The brother of Mossad chief David Barnea has recounted his harrowing experience during April’s disaster at Mount Meron, which saw 45 people killed in a crush at a religious festival in the northern shrine. Zohar Barnea, a Haredi man, told Channel 13 how he and his son were caught in the stream of people as a packed staircase going down from the shrine became a death trap amid the intense crowding.

“I got here with my son around 12:40 a.m. We started up the path and got stuck… We stood for several minutes that felt like an eternity,” he recalled as he visited the site again with the network’s cameras. “I had a miracle. People around me started to suffocate. I took off my hat and started giving them a bit of air,” he said, simulating a fanning movement. “The thing that worried me most was my son. He stood a little bit above me. I kept shouting to him ‘Are you breathing? What’s going on, are you breathing?’

“I understood that things were not freeing up, people were coming and coming and coming,” Barnea said. The disaster happened at the annual Lag B’Omer celebrations, which drew some 100,000 worshipers, mostly ultra-Orthodox Jews, despite longstanding warnings about the safety of the site and the dangers of overcrowding. Hundreds of people bottlenecked in a narrow passageway, where a slippery slope caused people to stumble and fall in a human avalanche that killed dozens and injured at least 150.

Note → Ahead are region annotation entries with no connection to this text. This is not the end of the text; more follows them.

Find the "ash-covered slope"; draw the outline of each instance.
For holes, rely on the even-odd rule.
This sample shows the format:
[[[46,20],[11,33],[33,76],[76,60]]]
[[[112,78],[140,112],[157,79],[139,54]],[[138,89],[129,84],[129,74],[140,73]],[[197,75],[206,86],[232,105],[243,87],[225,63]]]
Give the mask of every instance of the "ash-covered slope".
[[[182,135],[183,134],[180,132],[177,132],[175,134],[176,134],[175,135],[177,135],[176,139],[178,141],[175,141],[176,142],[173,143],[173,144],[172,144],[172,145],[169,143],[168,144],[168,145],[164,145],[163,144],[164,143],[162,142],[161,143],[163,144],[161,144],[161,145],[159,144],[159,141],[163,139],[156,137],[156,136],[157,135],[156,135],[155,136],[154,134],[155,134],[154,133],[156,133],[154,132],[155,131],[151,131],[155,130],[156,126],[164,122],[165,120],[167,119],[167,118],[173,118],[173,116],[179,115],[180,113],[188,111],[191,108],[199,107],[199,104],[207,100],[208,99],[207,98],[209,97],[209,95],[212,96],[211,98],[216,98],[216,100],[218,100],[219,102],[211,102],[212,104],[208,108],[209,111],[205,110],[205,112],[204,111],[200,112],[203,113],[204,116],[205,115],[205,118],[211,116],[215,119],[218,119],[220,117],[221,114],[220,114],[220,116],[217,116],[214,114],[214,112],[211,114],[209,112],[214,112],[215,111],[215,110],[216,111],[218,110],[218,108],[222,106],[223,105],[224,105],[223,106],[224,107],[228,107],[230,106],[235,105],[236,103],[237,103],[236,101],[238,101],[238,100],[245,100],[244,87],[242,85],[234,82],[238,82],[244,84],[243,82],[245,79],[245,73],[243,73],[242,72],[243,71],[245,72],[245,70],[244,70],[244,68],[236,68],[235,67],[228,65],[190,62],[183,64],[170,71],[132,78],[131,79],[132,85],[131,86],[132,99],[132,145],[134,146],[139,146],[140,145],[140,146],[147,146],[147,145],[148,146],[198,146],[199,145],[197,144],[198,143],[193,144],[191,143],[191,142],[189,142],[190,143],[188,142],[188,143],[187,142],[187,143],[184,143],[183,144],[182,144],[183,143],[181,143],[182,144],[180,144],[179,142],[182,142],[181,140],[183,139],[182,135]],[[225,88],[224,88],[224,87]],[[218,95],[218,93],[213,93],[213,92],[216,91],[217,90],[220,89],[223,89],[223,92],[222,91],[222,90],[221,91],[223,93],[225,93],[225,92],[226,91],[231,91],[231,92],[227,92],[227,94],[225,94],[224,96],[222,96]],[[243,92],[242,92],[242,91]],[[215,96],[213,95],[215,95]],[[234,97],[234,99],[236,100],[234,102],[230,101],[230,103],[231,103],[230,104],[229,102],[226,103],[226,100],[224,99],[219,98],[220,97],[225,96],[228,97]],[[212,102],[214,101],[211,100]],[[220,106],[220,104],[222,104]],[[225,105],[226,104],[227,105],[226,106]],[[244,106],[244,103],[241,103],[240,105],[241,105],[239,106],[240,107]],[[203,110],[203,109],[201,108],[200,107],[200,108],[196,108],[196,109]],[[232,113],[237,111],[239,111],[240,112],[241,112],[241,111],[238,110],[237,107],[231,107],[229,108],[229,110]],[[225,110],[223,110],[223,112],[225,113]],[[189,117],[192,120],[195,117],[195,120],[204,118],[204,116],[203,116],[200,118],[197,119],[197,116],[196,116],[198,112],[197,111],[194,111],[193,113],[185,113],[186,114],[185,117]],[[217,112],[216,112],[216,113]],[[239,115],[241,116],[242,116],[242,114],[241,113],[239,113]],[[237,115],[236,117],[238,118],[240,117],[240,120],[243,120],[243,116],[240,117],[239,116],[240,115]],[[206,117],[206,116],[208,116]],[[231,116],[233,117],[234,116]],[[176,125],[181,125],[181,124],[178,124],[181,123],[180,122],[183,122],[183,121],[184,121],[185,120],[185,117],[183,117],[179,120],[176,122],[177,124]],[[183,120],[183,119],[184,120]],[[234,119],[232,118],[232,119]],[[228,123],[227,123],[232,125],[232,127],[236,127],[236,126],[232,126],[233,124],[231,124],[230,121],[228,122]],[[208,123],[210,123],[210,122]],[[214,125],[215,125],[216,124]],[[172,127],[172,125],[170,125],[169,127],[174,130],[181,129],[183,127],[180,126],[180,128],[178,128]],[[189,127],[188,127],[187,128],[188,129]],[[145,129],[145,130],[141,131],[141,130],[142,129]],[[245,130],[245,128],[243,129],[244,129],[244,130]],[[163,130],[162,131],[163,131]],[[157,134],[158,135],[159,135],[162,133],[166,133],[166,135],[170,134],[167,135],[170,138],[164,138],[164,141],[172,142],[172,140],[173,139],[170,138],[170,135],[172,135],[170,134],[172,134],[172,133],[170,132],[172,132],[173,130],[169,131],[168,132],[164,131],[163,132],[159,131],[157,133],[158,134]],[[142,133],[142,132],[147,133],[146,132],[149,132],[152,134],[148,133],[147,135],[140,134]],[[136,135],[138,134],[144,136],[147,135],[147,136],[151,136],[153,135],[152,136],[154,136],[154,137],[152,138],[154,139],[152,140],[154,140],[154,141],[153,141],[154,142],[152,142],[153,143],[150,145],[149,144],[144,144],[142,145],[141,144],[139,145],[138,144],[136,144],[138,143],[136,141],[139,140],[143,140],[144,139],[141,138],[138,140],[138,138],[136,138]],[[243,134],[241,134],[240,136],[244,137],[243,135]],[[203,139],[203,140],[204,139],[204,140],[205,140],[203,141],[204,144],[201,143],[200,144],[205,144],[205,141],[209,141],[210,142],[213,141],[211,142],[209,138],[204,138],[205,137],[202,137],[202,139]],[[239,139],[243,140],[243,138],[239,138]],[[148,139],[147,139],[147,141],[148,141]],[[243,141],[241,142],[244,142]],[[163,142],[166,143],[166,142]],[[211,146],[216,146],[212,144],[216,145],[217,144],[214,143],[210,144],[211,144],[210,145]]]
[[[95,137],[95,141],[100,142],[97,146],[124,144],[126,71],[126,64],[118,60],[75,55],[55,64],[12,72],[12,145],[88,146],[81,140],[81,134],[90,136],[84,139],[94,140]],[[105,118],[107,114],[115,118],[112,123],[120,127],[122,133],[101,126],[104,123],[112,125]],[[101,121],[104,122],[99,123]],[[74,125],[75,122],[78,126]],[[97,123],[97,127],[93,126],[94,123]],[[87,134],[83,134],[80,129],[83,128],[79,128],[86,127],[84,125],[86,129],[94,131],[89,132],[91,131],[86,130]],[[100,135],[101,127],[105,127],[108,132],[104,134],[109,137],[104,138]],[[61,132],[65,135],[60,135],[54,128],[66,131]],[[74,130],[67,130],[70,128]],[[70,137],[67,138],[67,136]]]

It was Israel’s worst peacetime disaster. Israeli rescue forces and police at the scene of the fatal crush during Lag B’Omer celebrations on Mt. Meron, in northern Israel, on April 30, 2021.

Barnea’s brother David became head of Israel’s spy agency in May, shortly after the disaster. The two grew up in a secular family. Zohar turned to religion at age 13, though he did his military service in the Golani infantry brigade and only became Haredi later on.

Zohar said the two have very close ties. He had come to Meron particularly early this year to pray for his brother’s appointment to Mossad chief. “He has his abilities and his virtues,” he said. “I think he’s fully realized the potential of the job.” At Meron, as people toppled around him, Barnea somehow remained standing amid the pileup.

“I felt that I was alone in the world. At that moment I felt, and this feeling has stayed with me very powerfully, it was as though everything went silent,” he said. “There were people shouting ‘help, help me’… It was a terrible sight.” Barnea and others started trying to help people out of the crush. He recalled helping Avigdor Hayut as well as one of his sons, Shmuel. “I pulled [the boy out] and started to resuscitate him, to do chest compressions,” he said.

The boy survived, but another of Hayut’s sons as well as a student of his who had come with them did not. Barnea said he could not initially find his son amid the chaos, and was blocked by a policeman who was aggressive toward him as he tried to move around.

“I told him eventually ‘Listen, I was in the disaster, I survived, I can’t find my son, you’ve got to help me find him.’ He told me ‘A pity you didn’t kick it too.’”

Barnea eventually found his son safe, and then “everything hit me. I fell apart. For the first week or two, I didn’t function at all. I literally couldn’t walk. I stopped working, I kept seeing the events before my eyes. I’m still not myself.”

He put much of the blame for the scope of the disaster on police conduct, which he said was violent and antagonistic throughout. “The feeling was that the cops were not here to help us, they were our enemies… Everywhere you saw cops hitting people, it was heartbreaking.”

After the formation of Israel’s new government in June, a state commission of inquiry was formed to investigate the disaster. In November the panel submitted an interim report Monday to Prime Minister Naftali Bennett, though few details have been made public.

Bennett said the government will study the report closely to ensure such an incident never recurs. “Negligence, failed management, unprofessional appointments cost lives,” Bennett said in a statement from the Prime Minister’s Office.

The report was also submitted to the Religious Services Ministry and Public Security Ministry.

Religious Services Minister Matan Kahana vowed that next year’s celebrations “will be completely different from past Meron events, and will take place according to different safety standards.”